ZF Unveils Smart Seat Belt Technology
2024-Jan-30
- New seat belt system from ZF Passive Safety Systems helps further reducing the consequences of accidents
- At the same time, the system makes it easier for vehicle manufacturers to implement the increased requirements for adaptivity of restraint systems in the NCAP Roadmap 2030
- The core of the technology is the so-called Multi-Stage Load Limiter (MSLL), which adapts the restraining force of the belt to the stature and size of the occupants
- The seat belt thus becomes an intelligent, flexibly controllable component in a vehicle's safety concept
With its new seat belt system, ZF Passive Safety Systems will enable significantly improved adaptation of the belt force limitation to the size and body weight of the vehicle occupants in the future. The Multi-Stage Load Limiter (MSLL) is primarily responsible for the individual system adjustment. It helps to further reduce the consequences of accidents for all occupants and enables car manufacturers to meet the increased requirements of the NCAP Roadmap 2030. The innovative approach of this technology lies not only in the individual control options of the component itself, but also in the extended possibilities for interaction with other safety systems. This turns the seat belt with the MSLL switchable force limiter into an intelligent, flexibly controllable safety device.
Modern restraint systems already intervene in accidents at a very early stage. In the event of an unavoidable crash, the belt tightens around the body before the crash (pre-tensioning) to reduce belt slack and decelerate it in a controlled manner after the impact and finally transfer it forwards into the airbag. The systems are based on representative, standardized test subjects (dummies). In future, the NCAP crash test will demand even better protection for individual vehicle occupants. "The demands on the adaptivity of safety systems are increasing - both in the expectations of end customers and in the NCAP test criteria. Our new belt system makes it easier for vehicle manufacturers to meet the increased requirements and specifically reduces the consequences of accidents by adapting even better to the occupant," says Rudolf Stark, Head of ZF's Passive Safety Technology Division.
In order to reduce the forces acting on the body in the event of an accident, many seat belt systems already have a two-stage controllable load limiter (SLL).
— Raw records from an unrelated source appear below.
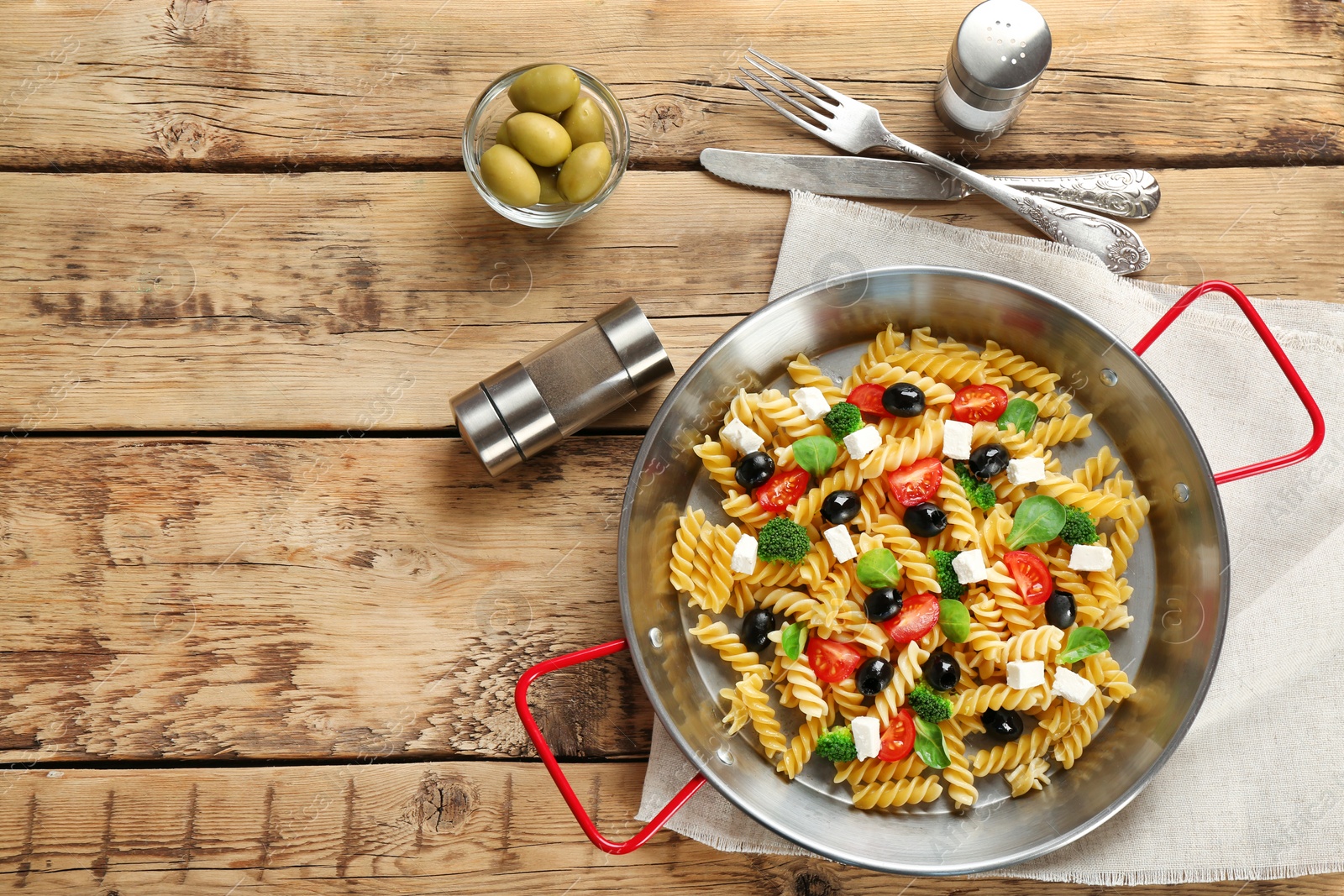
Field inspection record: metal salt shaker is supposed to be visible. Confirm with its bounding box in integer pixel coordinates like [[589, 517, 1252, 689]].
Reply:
[[452, 298, 672, 475], [934, 0, 1050, 139]]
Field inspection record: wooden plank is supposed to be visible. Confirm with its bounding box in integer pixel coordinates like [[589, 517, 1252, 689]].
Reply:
[[0, 166, 1344, 434], [0, 437, 652, 763], [0, 762, 1344, 896], [0, 0, 1344, 172]]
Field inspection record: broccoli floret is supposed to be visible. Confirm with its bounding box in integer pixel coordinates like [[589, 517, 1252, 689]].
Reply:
[[929, 549, 966, 600], [953, 464, 999, 511], [822, 401, 863, 442], [1059, 506, 1097, 544], [906, 679, 952, 721], [757, 516, 811, 563], [815, 728, 858, 762]]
This was an important step towards adaptivity. To provide even more flexibility, ZF now offers its belt tensioner with multiple switchable load limiter (MSLL). It has a multi-stage design and can vary the restraining forces even better over the entire course of the crash. The system makes it possible to respond individually to people of different stature and to control the belt forces appropriately.
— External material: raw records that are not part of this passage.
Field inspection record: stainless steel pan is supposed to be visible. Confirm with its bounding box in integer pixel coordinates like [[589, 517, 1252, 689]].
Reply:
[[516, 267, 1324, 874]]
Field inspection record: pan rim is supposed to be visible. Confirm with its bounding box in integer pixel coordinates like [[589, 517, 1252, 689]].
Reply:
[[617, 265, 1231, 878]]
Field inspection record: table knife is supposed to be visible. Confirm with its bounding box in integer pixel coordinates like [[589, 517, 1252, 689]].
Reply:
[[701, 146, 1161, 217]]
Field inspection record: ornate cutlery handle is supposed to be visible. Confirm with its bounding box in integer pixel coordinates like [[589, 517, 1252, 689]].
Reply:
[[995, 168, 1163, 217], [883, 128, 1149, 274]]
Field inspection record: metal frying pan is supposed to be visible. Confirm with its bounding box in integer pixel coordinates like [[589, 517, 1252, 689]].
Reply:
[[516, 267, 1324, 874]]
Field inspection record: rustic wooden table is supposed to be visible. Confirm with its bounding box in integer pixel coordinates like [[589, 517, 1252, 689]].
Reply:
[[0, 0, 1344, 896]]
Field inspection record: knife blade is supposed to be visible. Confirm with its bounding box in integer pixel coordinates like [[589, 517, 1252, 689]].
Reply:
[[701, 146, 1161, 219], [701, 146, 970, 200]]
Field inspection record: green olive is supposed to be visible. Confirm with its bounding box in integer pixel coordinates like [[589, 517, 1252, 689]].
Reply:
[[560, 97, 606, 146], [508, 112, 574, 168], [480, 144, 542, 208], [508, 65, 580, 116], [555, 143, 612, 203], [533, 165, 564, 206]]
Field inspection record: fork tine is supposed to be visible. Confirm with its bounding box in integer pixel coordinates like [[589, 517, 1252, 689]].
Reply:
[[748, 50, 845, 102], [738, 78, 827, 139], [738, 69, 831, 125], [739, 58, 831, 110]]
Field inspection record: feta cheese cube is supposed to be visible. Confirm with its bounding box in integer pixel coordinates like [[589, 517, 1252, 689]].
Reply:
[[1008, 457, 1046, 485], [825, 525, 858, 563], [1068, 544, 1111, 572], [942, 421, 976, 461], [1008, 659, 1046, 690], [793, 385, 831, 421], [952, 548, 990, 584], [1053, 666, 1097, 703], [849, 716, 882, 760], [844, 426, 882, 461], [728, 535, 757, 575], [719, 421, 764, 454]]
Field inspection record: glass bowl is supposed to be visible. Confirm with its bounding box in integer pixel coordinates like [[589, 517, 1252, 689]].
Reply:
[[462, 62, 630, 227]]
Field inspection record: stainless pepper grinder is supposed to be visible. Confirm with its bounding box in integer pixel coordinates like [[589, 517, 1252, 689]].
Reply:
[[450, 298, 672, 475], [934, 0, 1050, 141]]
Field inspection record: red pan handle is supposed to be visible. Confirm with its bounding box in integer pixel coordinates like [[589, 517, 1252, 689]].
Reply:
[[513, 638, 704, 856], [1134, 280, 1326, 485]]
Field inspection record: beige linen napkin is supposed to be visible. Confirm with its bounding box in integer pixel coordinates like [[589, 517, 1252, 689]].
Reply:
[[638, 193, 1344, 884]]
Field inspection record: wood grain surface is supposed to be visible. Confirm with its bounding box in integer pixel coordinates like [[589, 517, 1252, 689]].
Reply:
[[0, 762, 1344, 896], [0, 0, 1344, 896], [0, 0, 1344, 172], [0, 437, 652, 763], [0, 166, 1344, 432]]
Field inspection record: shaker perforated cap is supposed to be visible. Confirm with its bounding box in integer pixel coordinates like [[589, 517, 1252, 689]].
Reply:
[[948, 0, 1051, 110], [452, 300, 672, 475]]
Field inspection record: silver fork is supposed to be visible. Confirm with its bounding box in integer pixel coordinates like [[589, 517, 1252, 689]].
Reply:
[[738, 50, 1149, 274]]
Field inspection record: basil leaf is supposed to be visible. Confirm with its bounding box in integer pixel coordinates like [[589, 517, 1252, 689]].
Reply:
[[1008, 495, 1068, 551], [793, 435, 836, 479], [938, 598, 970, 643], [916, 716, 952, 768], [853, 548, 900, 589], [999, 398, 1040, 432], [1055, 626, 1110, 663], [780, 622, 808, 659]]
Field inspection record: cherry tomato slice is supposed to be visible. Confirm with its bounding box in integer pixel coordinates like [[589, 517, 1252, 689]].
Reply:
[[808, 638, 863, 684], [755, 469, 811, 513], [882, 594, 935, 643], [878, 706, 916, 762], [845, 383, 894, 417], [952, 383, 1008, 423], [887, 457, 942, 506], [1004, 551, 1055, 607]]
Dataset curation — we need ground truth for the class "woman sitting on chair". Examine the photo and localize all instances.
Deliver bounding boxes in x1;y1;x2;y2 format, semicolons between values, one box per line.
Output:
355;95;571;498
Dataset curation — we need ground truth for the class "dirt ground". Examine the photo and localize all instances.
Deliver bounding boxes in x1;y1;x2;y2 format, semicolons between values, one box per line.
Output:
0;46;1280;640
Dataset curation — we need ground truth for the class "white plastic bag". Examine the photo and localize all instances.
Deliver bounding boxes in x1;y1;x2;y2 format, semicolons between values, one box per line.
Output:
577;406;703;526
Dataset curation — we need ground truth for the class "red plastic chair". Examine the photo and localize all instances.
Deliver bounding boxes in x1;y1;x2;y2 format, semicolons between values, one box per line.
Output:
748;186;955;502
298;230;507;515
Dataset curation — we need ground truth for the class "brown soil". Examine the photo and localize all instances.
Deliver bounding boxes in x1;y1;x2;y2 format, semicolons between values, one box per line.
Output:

In the future, the path to more variability in belt forces will lead via the sensory recording of the interior in order to recognize even better which people are sitting where and which belt forces are to be applied individually in the event of a serious or minor collision. Various sources will be used for this: In addition to interior cameras, which, for example, detect when the driver operates the infotainment with their right hand or turns their head towards the rear occupants, the seat belt system itself can provide valuable information. This is because the sensors in the belt can measure the belt pullout length and thus allow conclusions to be drawn about body circumference and therefore stature and weight. In addition, there is the link to the active safety systems and their sensors outside the vehicle - from the camera to the radar. For the networked restraint system, for example, it is important to know from which direction an impact is coming. In this way, the MSLL can offer small and light persons better adapted individual protection in the event of moderate accidents (with impact speeds of up to 35 km/h). This applies, for example, to children in the rear seat. Older people, who have a higher risk of injury due to age dependent changed bone structure, can also benefit from this. In addition, the system also potentially improves occupant safety for heavy people in overload accidents (with impact speeds above 56 km/h).